Potential issues during diving While this theory sounds promising, real-world application sometimes falls short. On certain dives, one or both ears might resist equalisation due to various reasons:
This represents the most frequent cause. During a cold, the excess mucus can obstruct the Eustachian tubes, rendering equalisation exceptionally difficult or even impossible. If repeated gentle attempts fail to yield results, it is advisable to postpone the dive until recovery from the cold, when the blockage naturally subsides.
The use of decongestants is discouraged as their effects may dissipate at depth, potentially leading to a reverse block. This occurs when expanding air gets trapped within a diver’s air spaces during ascent, causing substantial pain. In this instance, the pain originates from excessive air within the middle ear, rather than insufficient air.
Although reverse blocks are infrequent, they are perilous. The diver’s ascent becomes agonising, yet limited air and underwater time exacerbate the situation. The prescribed course involves a slow descent followed by a gradual ascent.
Our recommendation is clear: if suffering from a cold that hampers equalisation, it’s best to forgo the dive. Rest assured, the ocean will remain accessible on a subsequent occasion.
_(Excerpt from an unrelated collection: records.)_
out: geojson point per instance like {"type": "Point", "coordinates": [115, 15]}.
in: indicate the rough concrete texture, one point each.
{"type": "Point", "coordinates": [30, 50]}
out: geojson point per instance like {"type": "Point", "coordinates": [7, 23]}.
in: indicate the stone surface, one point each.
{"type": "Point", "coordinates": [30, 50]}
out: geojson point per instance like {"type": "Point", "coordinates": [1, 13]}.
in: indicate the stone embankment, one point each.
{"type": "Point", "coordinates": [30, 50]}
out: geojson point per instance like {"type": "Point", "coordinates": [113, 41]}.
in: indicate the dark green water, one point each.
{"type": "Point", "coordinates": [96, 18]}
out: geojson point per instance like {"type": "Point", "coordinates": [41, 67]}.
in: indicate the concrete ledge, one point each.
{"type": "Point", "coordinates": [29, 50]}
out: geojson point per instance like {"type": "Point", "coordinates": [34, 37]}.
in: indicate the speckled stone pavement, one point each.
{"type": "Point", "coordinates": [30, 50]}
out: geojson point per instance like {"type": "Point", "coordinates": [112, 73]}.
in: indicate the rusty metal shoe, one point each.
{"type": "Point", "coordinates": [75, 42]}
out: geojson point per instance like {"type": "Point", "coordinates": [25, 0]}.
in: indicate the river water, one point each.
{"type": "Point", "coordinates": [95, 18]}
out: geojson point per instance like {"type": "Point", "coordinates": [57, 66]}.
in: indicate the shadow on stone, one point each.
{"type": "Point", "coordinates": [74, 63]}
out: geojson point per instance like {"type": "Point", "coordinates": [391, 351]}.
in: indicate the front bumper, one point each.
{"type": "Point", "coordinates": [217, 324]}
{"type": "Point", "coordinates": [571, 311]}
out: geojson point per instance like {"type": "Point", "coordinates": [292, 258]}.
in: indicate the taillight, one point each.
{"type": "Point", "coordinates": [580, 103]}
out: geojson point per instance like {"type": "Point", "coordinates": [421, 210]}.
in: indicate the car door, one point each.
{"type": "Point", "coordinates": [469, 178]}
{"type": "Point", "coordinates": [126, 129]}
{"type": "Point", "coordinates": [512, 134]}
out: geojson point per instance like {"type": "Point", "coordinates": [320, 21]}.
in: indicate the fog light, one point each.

Surplus earwax in the outer ear can exert pressure on the eardrum. This additional pressure impedes proper equalisation. However, this doesn’t warrant inserting cotton buds into the ears, as this could exacerbate the issue. Consulting a medical professional is prudent. Earwax serves as a natural defense for the ears, and its removal should be guided by a doctor’s expertise.
Patulous Eustachian Tube (PET)
This rare condition involves intermittent, incomplete closure of the Eustachian tube. Similar issues can arise from an unusually narrow tube. Both these conditions necessitate diagnosis and treatment by a specialist.
Nasal polyps, and ear infections can also contribute to ear problems. Medical professionals should diagnose and address these concerns.